Seed Data Injection

Programmatically insert sample data records into a user's account so they see a populated product experience on first login.

When to Use

After designing the sample data schema (via sample-data-schema-design), use this fundamental to actually insert the records. This runs during account provisioning (signup flow) or on-demand when a user requests sample data.

Instructions

1. Choose the injection method

| Method | Best When | Implementation | |--------|-----------|---------------| | Product API | Your product has a RESTful or GraphQL API with create endpoints for all entities | Call the API sequentially, respecting rate limits and auth context | | Database seed script | You have direct database access and need speed | Run SQL INSERT or ORM create operations in a transaction | | Background job | Injection takes >2 seconds and should not block signup | Queue a job (Sidekiq, Bull, Celery) that runs after account creation completes | | Feature flag gated | You want to A/B test sample data vs. empty accounts | Use PostHog feature flags to decide whether to inject at signup |

2. Implement the injection endpoint

Create an internal API endpoint or function that accepts:

POST /internal/accounts/{account_id}/seed-sample-data
Headers: Authorization: Bearer {internal_service_token}
Body: {
  "schema_version": "1.0",
  "persona": "default",
  "force": false
}

The endpoint should:

Check if the account already has sample data (_sample: true records exist). If force is false and sample data exists, return 200 with no-op.
Read the seed file for the specified persona from the product's config or asset storage.
Create records in dependency order: parent entities first, then child entities, then relationships.
Tag every created record with _sample: true and _seed_version: "1.0" metadata.
Return a summary: { "created": { "projects": 3, "tasks": 15, "comments": 6 }, "duration_ms": 450 }.

3. Wire into the signup flow

Trigger injection at the right moment in account provisioning:

Option A — Synchronous (if <2 seconds):

signup_completed → create_account → seed_sample_data → redirect_to_dashboard

Option B — Asynchronous (if >2 seconds):

signup_completed → create_account → redirect_to_dashboard → queue_seed_job

Show a loading skeleton or progress indicator while seeding completes. Use a WebSocket or polling endpoint to notify the frontend when data is ready.

Option C — On-demand: Add a "Load sample data" button on the empty-state screen. Wire it to the injection endpoint. This lets users opt in rather than forcing sample data on everyone.

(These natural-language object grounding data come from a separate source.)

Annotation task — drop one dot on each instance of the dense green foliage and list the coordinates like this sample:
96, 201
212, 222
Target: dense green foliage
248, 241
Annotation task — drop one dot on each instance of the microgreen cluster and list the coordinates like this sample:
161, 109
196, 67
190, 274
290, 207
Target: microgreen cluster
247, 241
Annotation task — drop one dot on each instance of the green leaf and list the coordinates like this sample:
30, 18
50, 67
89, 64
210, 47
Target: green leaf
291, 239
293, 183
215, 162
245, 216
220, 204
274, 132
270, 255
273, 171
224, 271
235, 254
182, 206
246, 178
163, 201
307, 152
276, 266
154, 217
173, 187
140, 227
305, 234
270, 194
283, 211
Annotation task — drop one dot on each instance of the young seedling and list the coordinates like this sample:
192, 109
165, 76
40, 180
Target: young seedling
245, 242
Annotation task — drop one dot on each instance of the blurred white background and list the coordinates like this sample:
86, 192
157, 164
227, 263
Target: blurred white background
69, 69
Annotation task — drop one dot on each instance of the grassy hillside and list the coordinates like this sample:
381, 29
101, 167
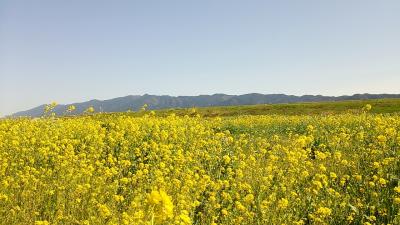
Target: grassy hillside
312, 108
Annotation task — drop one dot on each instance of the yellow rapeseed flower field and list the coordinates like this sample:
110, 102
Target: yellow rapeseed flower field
119, 169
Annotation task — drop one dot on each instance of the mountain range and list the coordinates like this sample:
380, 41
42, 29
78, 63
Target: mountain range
135, 102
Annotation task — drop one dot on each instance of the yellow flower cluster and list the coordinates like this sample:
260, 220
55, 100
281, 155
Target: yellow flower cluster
119, 169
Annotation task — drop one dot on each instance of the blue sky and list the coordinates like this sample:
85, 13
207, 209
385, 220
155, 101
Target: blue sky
72, 51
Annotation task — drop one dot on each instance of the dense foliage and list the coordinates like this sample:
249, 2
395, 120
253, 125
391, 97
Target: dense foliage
117, 169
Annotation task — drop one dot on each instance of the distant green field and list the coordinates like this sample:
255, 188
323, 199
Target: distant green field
311, 108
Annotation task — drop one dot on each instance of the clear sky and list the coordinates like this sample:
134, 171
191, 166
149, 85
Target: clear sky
77, 50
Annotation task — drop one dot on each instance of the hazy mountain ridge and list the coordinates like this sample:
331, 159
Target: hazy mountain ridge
135, 102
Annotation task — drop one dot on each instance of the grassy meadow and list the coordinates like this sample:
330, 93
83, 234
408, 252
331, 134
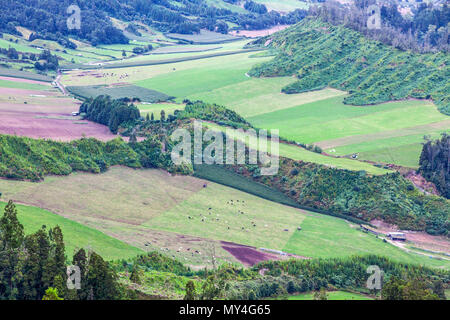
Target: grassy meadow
149, 209
75, 234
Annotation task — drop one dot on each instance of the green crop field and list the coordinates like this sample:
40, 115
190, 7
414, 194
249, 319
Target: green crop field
301, 154
24, 74
204, 37
156, 108
75, 234
22, 85
379, 133
332, 295
142, 207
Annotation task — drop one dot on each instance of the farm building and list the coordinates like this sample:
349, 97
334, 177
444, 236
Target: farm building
396, 236
370, 229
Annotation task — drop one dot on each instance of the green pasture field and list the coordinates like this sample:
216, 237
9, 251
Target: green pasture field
225, 177
75, 235
156, 108
388, 133
300, 154
332, 295
204, 37
162, 284
284, 5
149, 209
10, 72
225, 221
22, 85
147, 73
253, 97
177, 51
378, 133
225, 5
208, 74
325, 236
321, 235
117, 92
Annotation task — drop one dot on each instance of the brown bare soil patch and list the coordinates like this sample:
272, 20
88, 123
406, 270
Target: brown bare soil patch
248, 256
417, 239
45, 114
259, 33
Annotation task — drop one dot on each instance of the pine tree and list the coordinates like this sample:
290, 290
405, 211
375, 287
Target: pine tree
135, 276
12, 233
191, 293
51, 294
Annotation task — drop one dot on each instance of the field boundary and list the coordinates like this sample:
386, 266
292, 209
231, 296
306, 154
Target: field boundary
158, 62
200, 172
13, 73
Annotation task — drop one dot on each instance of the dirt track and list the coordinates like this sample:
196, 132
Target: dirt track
45, 114
247, 255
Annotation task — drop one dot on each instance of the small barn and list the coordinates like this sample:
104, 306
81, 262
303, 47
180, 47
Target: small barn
370, 229
397, 236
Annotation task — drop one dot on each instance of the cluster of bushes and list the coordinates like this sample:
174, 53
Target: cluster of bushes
47, 61
33, 267
112, 113
322, 55
345, 193
284, 277
435, 163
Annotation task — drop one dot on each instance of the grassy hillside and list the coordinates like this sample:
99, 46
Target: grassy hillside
322, 55
150, 210
75, 235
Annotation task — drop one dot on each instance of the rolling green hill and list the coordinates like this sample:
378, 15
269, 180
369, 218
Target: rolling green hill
76, 235
322, 55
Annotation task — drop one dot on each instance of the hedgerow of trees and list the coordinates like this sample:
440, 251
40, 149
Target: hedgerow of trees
112, 113
321, 55
435, 163
33, 266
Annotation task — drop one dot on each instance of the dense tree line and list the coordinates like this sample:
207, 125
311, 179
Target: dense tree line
427, 30
211, 112
255, 7
320, 55
32, 264
31, 159
435, 163
47, 18
111, 113
388, 197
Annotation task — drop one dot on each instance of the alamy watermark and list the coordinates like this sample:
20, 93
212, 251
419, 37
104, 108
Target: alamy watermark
74, 20
223, 148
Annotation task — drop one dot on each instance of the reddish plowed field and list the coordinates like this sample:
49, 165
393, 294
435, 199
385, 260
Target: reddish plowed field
248, 256
45, 114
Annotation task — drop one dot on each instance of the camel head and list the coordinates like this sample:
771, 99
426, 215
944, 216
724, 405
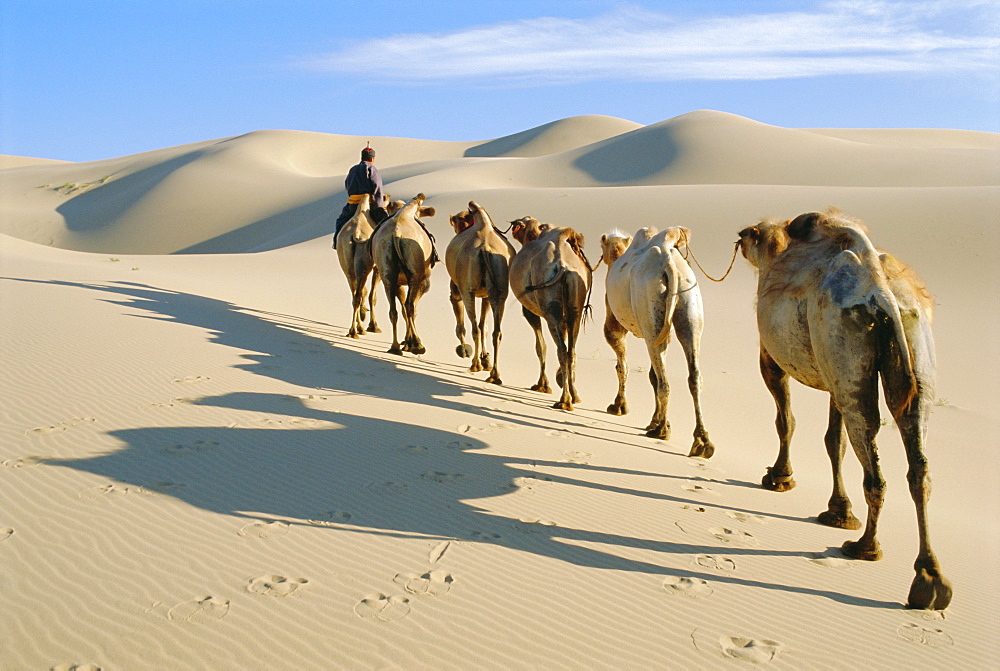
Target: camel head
461, 221
764, 241
613, 244
527, 229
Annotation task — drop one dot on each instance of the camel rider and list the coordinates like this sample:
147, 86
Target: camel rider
365, 178
361, 179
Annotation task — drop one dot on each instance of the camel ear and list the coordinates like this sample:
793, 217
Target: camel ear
803, 226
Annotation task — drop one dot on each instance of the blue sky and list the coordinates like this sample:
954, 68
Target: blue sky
96, 79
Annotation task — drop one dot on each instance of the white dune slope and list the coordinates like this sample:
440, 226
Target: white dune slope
198, 469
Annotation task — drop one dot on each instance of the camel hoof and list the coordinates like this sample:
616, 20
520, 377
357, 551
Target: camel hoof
702, 448
929, 591
856, 550
618, 408
777, 483
840, 519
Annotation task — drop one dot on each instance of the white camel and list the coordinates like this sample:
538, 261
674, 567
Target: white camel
651, 290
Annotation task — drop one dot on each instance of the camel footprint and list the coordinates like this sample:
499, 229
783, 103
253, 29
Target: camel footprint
382, 607
275, 585
929, 636
432, 583
716, 562
200, 609
264, 529
692, 587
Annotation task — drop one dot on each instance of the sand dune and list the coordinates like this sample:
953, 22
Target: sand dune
199, 470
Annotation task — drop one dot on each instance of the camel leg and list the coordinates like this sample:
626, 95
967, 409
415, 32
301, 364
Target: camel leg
469, 301
393, 293
536, 325
688, 327
779, 477
463, 349
484, 355
559, 331
658, 427
497, 305
372, 298
838, 513
614, 335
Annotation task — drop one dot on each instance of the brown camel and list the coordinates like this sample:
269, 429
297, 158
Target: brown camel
357, 263
650, 291
402, 251
551, 277
837, 315
478, 261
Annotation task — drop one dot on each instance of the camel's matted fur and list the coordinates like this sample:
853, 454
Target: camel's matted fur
651, 290
402, 252
837, 315
551, 278
357, 263
478, 261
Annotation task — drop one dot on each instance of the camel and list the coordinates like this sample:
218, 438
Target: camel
551, 278
478, 261
357, 263
837, 315
650, 289
402, 250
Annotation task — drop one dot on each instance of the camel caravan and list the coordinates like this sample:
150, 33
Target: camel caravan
833, 313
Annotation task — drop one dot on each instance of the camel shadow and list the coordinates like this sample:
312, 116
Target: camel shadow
303, 460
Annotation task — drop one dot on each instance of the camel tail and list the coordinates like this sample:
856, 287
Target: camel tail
895, 359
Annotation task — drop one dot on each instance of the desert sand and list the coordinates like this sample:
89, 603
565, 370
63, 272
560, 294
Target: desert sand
201, 471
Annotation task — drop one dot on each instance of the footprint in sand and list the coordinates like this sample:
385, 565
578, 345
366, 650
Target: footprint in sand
829, 561
701, 490
716, 562
160, 487
192, 378
929, 636
692, 587
192, 447
749, 649
746, 518
432, 583
200, 609
734, 536
332, 518
382, 607
264, 529
438, 476
27, 462
275, 585
387, 488
533, 525
104, 492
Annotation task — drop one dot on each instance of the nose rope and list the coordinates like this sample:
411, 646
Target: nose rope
687, 245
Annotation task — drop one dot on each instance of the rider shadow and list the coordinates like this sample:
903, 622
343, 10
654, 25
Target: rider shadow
303, 464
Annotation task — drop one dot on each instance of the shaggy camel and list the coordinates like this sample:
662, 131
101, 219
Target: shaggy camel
478, 261
836, 315
650, 289
402, 251
551, 277
357, 263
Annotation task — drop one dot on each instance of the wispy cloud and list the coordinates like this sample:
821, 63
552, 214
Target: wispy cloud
634, 44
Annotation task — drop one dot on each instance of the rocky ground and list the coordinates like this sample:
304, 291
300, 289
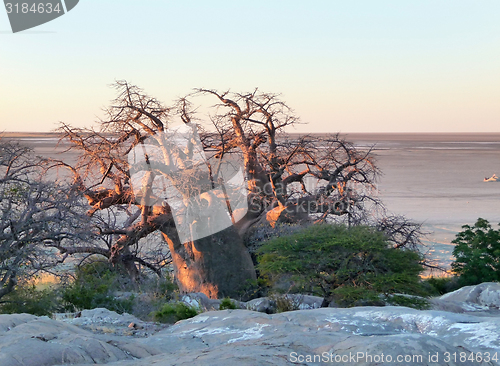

4. Implement the cleanup endpoint

Users must be able to remove sample data when they are ready to use real data:

DELETE /internal/accounts/{account_id}/sample-data
Headers: Authorization: Bearer {internal_service_token}

The endpoint should:

Query all records where _sample: true for the given account.
Delete in reverse dependency order: relationships first, then children, then parents.
Return a summary: { "deleted": { "projects": 3, "tasks": 15, "comments": 6 } }.

Expose this as a "Clear sample data" button in the product UI, with a confirmation dialog: "This will remove all sample projects, tasks, and comments. Your real data will not be affected."

5. Track injection and cleanup events

Fire PostHog events for every lifecycle moment:

posthog.capture('sample_data_injected', {
  account_id: accountId,
  schema_version: '1.0',
  persona: 'default',
  records_created: 24,
  duration_ms: 450
});

posthog.capture('sample_data_cleared', {
  account_id: accountId,
  records_deleted: 24,
  days_since_injection: 5,
  had_real_data: true
});

These events feed into the sample-data-engagement-monitor drill.

Error Handling

Partial injection failure: If record creation fails mid-way, roll back the transaction. Never leave an account with partial sample data.
Schema mismatch: If the seed file references a field or entity that no longer exists, log the error, skip the record, and alert the engineering team.
Rate limiting: If using the product API, batch creates and respect rate limits. Add exponential backoff for 429 responses.
Duplicate prevention: Always check for existing sample data before injection. Idempotent by default.

Output

A seeded user account with realistic sample data, ready for the user to explore. Plus PostHog events tracking the injection.